Я обвожу взглядом захламленную полутемную комнату.
— Ваша вечность, лорд Марвер, больше похожа на баньку с пауками.
— Моя тайна — это залог моей свободы, — строго отвечает он. — Я старый человек и не нуждаюсь в излишествах. Для меня достаточно моего бесконечного спокойного существования, и мне все равно, где я ее проживу, лишь бы подальше от чужого любопытства и жадности. Но вы, Родион, могли бы выбрать себе любую другую жизнь, устроив ее по своему вкусу и усмотрению, если были бы чуть мудрее и явились ко мне не с оружием в руках, как тать в ночи, а как друг и союзник. А в итоге вместо этого бесславно помрете здесь, в этих трущобах, с сотней граммов свинца во внутренностях. Ваша главная ошибка в глупой принципиальности и странных играх в благородство, которые совсем вам не к лицу.
— А знаете, в чем ваша главная ошибка, лорд Марвер? — спрашиваю я.
Он удивленно поднимает брови.
— В чем же, позвольте узнать?
— В слишком долгих разговорах.
Я вскидываю пистолет, одновременно делая шаг в сторону, и в тот же миг раздается оглушительный грохот ружейного выстрела.
Темнота ожила и зашевелилась. Пробегая по душному, наполненному висящей в воздухе старой пылью коридору заброшенной квартиры, Алина видела краем глаза мелькание серых теней и черных силуэтов, похожих на отверстые провалы в потустороннюю тьму небытия. На продавленной ветхой кушетке что-то копошилось, как будто пытаясь выбраться из мешанины рваной ткани и ржавых пружин. В пустой кухне рядом с покосившейся плитой, нависая над почерневшей кастрюлей, маячила какая-то согбенная фигура, повернувшая голову вслед промчавшейся мимо Алине.
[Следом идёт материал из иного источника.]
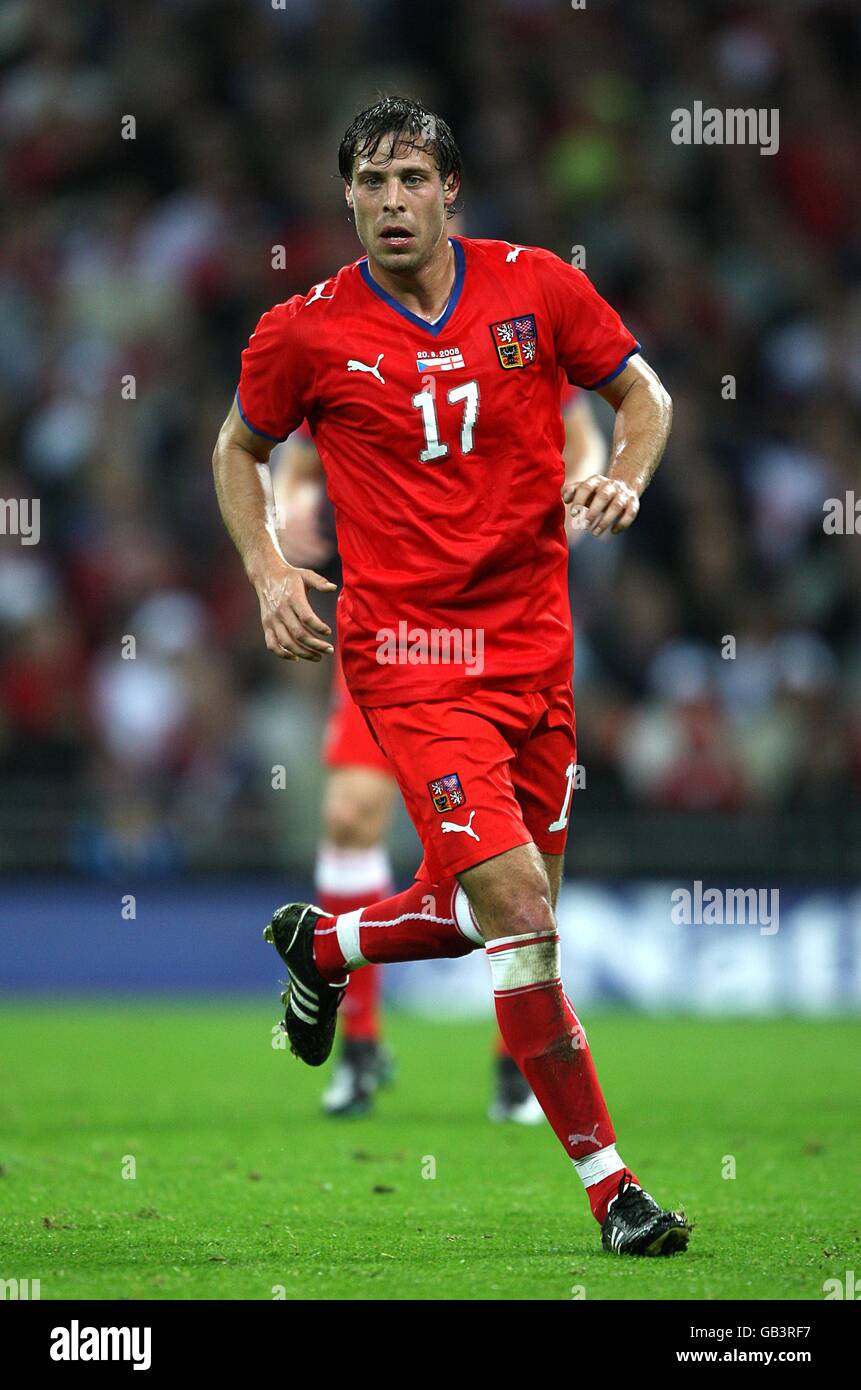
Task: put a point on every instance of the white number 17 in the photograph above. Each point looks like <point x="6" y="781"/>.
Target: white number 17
<point x="426" y="403"/>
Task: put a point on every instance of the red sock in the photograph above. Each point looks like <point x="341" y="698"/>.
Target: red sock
<point x="359" y="1012"/>
<point x="602" y="1193"/>
<point x="548" y="1044"/>
<point x="423" y="923"/>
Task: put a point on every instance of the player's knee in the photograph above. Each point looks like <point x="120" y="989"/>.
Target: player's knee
<point x="518" y="912"/>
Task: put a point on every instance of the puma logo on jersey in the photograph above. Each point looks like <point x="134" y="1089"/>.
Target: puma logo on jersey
<point x="466" y="829"/>
<point x="317" y="293"/>
<point x="362" y="366"/>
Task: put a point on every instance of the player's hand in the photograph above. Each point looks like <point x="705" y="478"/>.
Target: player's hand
<point x="600" y="505"/>
<point x="291" y="627"/>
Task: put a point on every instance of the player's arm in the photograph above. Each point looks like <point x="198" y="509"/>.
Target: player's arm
<point x="643" y="421"/>
<point x="298" y="483"/>
<point x="245" y="496"/>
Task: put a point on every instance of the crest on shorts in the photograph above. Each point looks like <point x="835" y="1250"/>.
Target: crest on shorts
<point x="447" y="792"/>
<point x="516" y="341"/>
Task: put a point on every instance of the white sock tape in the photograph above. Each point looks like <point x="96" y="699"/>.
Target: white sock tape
<point x="347" y="927"/>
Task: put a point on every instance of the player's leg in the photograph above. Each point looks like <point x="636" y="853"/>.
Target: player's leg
<point x="515" y="904"/>
<point x="513" y="1100"/>
<point x="352" y="869"/>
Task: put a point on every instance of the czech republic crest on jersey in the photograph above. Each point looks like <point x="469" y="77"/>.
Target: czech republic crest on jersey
<point x="443" y="455"/>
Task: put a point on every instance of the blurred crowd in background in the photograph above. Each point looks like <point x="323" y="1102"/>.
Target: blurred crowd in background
<point x="152" y="259"/>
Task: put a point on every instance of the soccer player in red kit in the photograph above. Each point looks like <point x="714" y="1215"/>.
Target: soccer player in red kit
<point x="429" y="373"/>
<point x="352" y="868"/>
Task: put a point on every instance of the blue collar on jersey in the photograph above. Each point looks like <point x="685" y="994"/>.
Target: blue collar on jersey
<point x="422" y="323"/>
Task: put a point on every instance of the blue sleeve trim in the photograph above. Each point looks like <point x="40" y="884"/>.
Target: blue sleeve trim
<point x="253" y="428"/>
<point x="621" y="367"/>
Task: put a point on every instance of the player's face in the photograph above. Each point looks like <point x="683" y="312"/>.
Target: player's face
<point x="399" y="205"/>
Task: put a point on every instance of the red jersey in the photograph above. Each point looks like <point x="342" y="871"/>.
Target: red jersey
<point x="443" y="455"/>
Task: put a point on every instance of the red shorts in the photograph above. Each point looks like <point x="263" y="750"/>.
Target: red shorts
<point x="483" y="773"/>
<point x="348" y="741"/>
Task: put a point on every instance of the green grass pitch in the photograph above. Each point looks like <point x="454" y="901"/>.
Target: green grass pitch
<point x="242" y="1190"/>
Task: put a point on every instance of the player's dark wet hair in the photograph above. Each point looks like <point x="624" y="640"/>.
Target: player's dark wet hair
<point x="409" y="124"/>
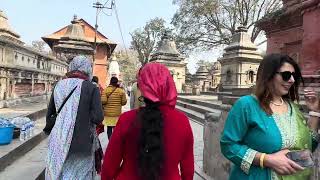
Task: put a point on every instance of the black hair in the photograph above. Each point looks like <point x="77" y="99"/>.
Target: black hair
<point x="268" y="68"/>
<point x="114" y="81"/>
<point x="150" y="159"/>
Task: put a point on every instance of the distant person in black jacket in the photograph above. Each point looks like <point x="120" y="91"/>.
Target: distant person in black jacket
<point x="73" y="140"/>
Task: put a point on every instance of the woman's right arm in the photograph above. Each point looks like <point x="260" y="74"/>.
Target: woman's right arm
<point x="235" y="128"/>
<point x="50" y="111"/>
<point x="241" y="155"/>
За спиной глухо стучал по старым полам топот преследующей ее нежити, слышалось злобное шипение и утробное ворчание, как будто бурлили и булькали забродившие в мертвых телах гниющие внутренности. Алина выскочила на черную лестницу и помчалась вниз. Носферату неслись следом неуклюжими прыжками, перелезали через перила, обрушивались с верхних пролетов прямо у нее за спиной. Тяжелый огнемет больно колотился о спину, дробовик то и дело сползал с плеча, но Алина, промахиваясь мимо почти не различимых во мраке ступеней, ударяясь о грязные стены и несколько раз чудом не переломав себе ноги, опередила своих преследователей на целых два этажа и бросилась к ведущей наружу двери подъезда.